CohortCharacteristics
- Installation
- Getting Started
- Core Concepts
- Summary Functions
- Table Functions
- Visualization Functions
The CohortCharacteristics R package is designed to summarize and visualize the characteristics of patient cohorts within data mapped to the Observational Medical Outcomes Partnership (OMOP) Common Data Model (CDM). It provides a robust toolkit for analyzing patient demographics, cohort overlaps, attrition patterns, and temporal relationships. This package helps researchers understand the composition of their study cohorts, ensuring transparency and reproducibility in observational research.
Installation
You can install the latest version of CohortCharacteristics from CRAN:
install.packages("CohortCharacteristics")
Alternatively, to install the development version from GitHub, use the following command:
# install.packages("pak")
pak::pkg_install("darwin-eu/CohortCharacteristics")
Getting Started
Here’s a simple example to get you started with CohortCharacteristics. This tutorial walks you through connecting to a mock database, generating a cohort, and summarizing its basic characteristics.
# Load necessary libraries
library(CDMConnector)
library(CohortCharacteristics)
library(dplyr)
# 1. Create a mock CDM instance
cdm <- mockCohortCharacteristics()
# 2. Summarise cohort characteristics
characteristics <- summariseCharacteristics(
cohort = cdm$cohort1
)
# 3. View the results as a table
tableCharacteristics(characteristics)
Core Concepts
The package follows a standardized three-tier analysis pattern: summarise*() → plot*() → table*().
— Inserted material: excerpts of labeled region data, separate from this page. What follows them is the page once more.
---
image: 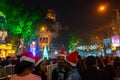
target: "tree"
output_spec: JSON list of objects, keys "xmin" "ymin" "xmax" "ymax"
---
[
  {"xmin": 0, "ymin": 0, "xmax": 42, "ymax": 43},
  {"xmin": 68, "ymin": 33, "xmax": 81, "ymax": 51}
]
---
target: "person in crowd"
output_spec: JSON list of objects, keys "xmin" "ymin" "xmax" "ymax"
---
[
  {"xmin": 96, "ymin": 57, "xmax": 104, "ymax": 70},
  {"xmin": 104, "ymin": 59, "xmax": 116, "ymax": 80},
  {"xmin": 76, "ymin": 55, "xmax": 86, "ymax": 77},
  {"xmin": 51, "ymin": 50, "xmax": 67, "ymax": 80},
  {"xmin": 83, "ymin": 56, "xmax": 109, "ymax": 80},
  {"xmin": 64, "ymin": 51, "xmax": 82, "ymax": 80},
  {"xmin": 10, "ymin": 51, "xmax": 41, "ymax": 80},
  {"xmin": 33, "ymin": 56, "xmax": 48, "ymax": 80}
]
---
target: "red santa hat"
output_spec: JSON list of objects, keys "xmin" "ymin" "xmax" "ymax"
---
[
  {"xmin": 35, "ymin": 56, "xmax": 44, "ymax": 66},
  {"xmin": 20, "ymin": 50, "xmax": 35, "ymax": 63},
  {"xmin": 65, "ymin": 51, "xmax": 78, "ymax": 67},
  {"xmin": 58, "ymin": 50, "xmax": 66, "ymax": 56}
]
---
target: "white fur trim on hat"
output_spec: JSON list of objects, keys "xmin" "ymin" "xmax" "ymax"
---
[
  {"xmin": 65, "ymin": 57, "xmax": 77, "ymax": 67},
  {"xmin": 35, "ymin": 58, "xmax": 44, "ymax": 66},
  {"xmin": 20, "ymin": 56, "xmax": 35, "ymax": 63},
  {"xmin": 58, "ymin": 54, "xmax": 66, "ymax": 57}
]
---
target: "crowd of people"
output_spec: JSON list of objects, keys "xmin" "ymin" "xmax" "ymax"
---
[{"xmin": 0, "ymin": 50, "xmax": 120, "ymax": 80}]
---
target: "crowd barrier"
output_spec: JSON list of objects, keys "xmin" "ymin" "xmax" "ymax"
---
[
  {"xmin": 0, "ymin": 64, "xmax": 57, "ymax": 80},
  {"xmin": 47, "ymin": 64, "xmax": 57, "ymax": 80},
  {"xmin": 0, "ymin": 65, "xmax": 15, "ymax": 80}
]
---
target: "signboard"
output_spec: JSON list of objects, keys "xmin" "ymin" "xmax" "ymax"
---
[
  {"xmin": 111, "ymin": 35, "xmax": 120, "ymax": 47},
  {"xmin": 0, "ymin": 31, "xmax": 8, "ymax": 43}
]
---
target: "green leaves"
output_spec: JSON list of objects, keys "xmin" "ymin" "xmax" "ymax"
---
[{"xmin": 0, "ymin": 0, "xmax": 42, "ymax": 41}]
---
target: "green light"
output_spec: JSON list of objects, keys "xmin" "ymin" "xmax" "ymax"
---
[{"xmin": 43, "ymin": 46, "xmax": 49, "ymax": 59}]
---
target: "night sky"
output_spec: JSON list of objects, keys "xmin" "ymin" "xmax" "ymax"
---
[{"xmin": 22, "ymin": 0, "xmax": 120, "ymax": 30}]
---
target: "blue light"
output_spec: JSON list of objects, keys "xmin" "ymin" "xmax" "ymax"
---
[{"xmin": 43, "ymin": 46, "xmax": 49, "ymax": 59}]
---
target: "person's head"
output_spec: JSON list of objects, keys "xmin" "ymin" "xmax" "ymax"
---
[
  {"xmin": 57, "ymin": 50, "xmax": 66, "ymax": 67},
  {"xmin": 16, "ymin": 51, "xmax": 35, "ymax": 74},
  {"xmin": 6, "ymin": 56, "xmax": 11, "ymax": 60},
  {"xmin": 15, "ymin": 61, "xmax": 34, "ymax": 74},
  {"xmin": 65, "ymin": 51, "xmax": 78, "ymax": 69},
  {"xmin": 86, "ymin": 56, "xmax": 97, "ymax": 66},
  {"xmin": 33, "ymin": 57, "xmax": 47, "ymax": 75},
  {"xmin": 78, "ymin": 55, "xmax": 81, "ymax": 61},
  {"xmin": 33, "ymin": 61, "xmax": 47, "ymax": 75}
]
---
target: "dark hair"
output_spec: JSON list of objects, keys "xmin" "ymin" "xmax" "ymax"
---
[
  {"xmin": 86, "ymin": 56, "xmax": 96, "ymax": 66},
  {"xmin": 33, "ymin": 61, "xmax": 43, "ymax": 76},
  {"xmin": 15, "ymin": 61, "xmax": 34, "ymax": 74}
]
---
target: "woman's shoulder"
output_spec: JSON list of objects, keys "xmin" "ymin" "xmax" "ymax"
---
[
  {"xmin": 10, "ymin": 74, "xmax": 41, "ymax": 80},
  {"xmin": 29, "ymin": 73, "xmax": 41, "ymax": 80}
]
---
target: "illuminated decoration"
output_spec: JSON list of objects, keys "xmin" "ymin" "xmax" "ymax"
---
[
  {"xmin": 0, "ymin": 11, "xmax": 6, "ymax": 23},
  {"xmin": 0, "ymin": 0, "xmax": 43, "ymax": 43},
  {"xmin": 30, "ymin": 41, "xmax": 36, "ymax": 56},
  {"xmin": 0, "ymin": 31, "xmax": 8, "ymax": 43},
  {"xmin": 111, "ymin": 35, "xmax": 120, "ymax": 47},
  {"xmin": 77, "ymin": 44, "xmax": 99, "ymax": 51},
  {"xmin": 103, "ymin": 38, "xmax": 111, "ymax": 46},
  {"xmin": 38, "ymin": 26, "xmax": 52, "ymax": 51},
  {"xmin": 54, "ymin": 50, "xmax": 59, "ymax": 55},
  {"xmin": 106, "ymin": 48, "xmax": 112, "ymax": 54},
  {"xmin": 43, "ymin": 46, "xmax": 49, "ymax": 59},
  {"xmin": 0, "ymin": 43, "xmax": 15, "ymax": 57},
  {"xmin": 0, "ymin": 11, "xmax": 6, "ymax": 18},
  {"xmin": 68, "ymin": 33, "xmax": 80, "ymax": 51},
  {"xmin": 0, "ymin": 44, "xmax": 12, "ymax": 50},
  {"xmin": 116, "ymin": 50, "xmax": 120, "ymax": 57},
  {"xmin": 111, "ymin": 47, "xmax": 116, "ymax": 51}
]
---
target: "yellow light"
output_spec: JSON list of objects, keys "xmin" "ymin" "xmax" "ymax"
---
[
  {"xmin": 100, "ymin": 6, "xmax": 105, "ymax": 10},
  {"xmin": 41, "ymin": 27, "xmax": 45, "ymax": 31},
  {"xmin": 98, "ymin": 5, "xmax": 107, "ymax": 12}
]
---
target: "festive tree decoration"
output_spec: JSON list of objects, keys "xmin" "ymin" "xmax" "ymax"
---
[
  {"xmin": 43, "ymin": 46, "xmax": 49, "ymax": 59},
  {"xmin": 77, "ymin": 44, "xmax": 99, "ymax": 51}
]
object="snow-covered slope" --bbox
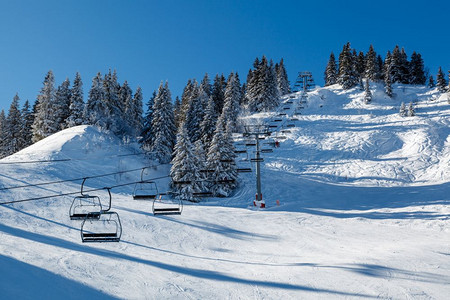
[0,86,450,299]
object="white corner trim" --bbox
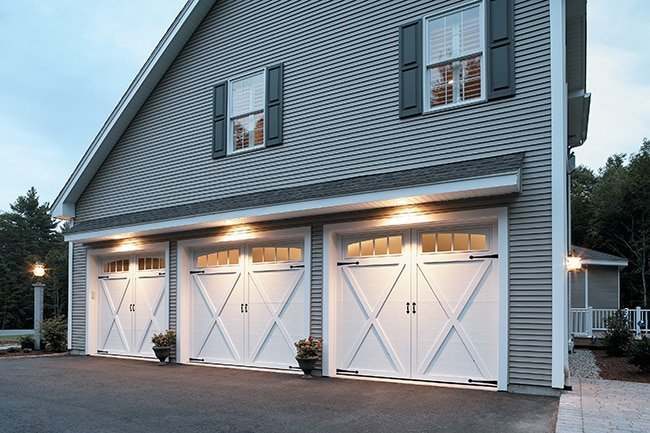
[50,0,216,219]
[550,0,569,389]
[494,208,510,391]
[65,170,521,242]
[67,242,74,350]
This ensures a consistent workflow where summarization functions create standardized result objects, which then feed into visualization and table generation functions.
flowchart TD
subgraph "Input Layer"
CDM["OMOP CDM Database"]
COHORT["cohort_table objects"]
end
subgraph "Analysis Pipeline"
A[summarise* functions] --> B{summarised_result objects}
B --> C[plot* functions]
B --> D[table* functions]
end
subgraph "Output Layer"
C --> E["Interactive Visualizations"]
D --> F["Formatted Tables"]
end
CDM --> A
COHORT --> A
Summary Functions
Core Characterization:
summariseCharacteristics(strata, cohortId, ageGroup, tableIntersect, cohortIntersect, conceptIntersect)- Generate comprehensive cohort characteristics.summariseLargeScaleCharacteristics(window, eventInWindow, minimumFrequency)- Summarize all clinical events in time windows.summariseCohortTiming(restrictToFirstEntry)- Analyze timing between cohort entries.summariseCohortOverlap()- Analyze overlap between multiple cohorts.summariseCohortAttrition()- Generate cohort attrition summaries.
Table Functions
Formatted Output:
tableCharacteristics(result, header)- Create formatted characteristic tables.tableLargeScaleCharacteristics(result)- Format large-scale characteristic results.tableTopLargeScaleCharacteristics(result, topConcepts)- Show top concepts from large-scale analysis.tableCohortOverlap(result)- Format cohort overlap tables.tableCohortTiming(result, timeScale, uniqueCombinations)- Format timing analysis tables.tableCohortAttrition(result)- Format attrition tables.
Visualization Functions
Plotting Capabilities:
plotCharacteristics(result, plotStyle, facet, colour)- Create characteristic plots (boxplot, barplot).plotCohortOverlap(result, uniqueCombinations)- Visualize cohort overlaps.plotCohortTiming(result, plotType, timeScale, uniqueCombinations)- Create timing plots (boxplot, densityplot).plotCohortAttrition(result, type)- Generate attrition flowcharts.plotComparedLargeScaleCharacteristics(result, colour, reference)- Create comparative scatter plots for large-scale characteristics.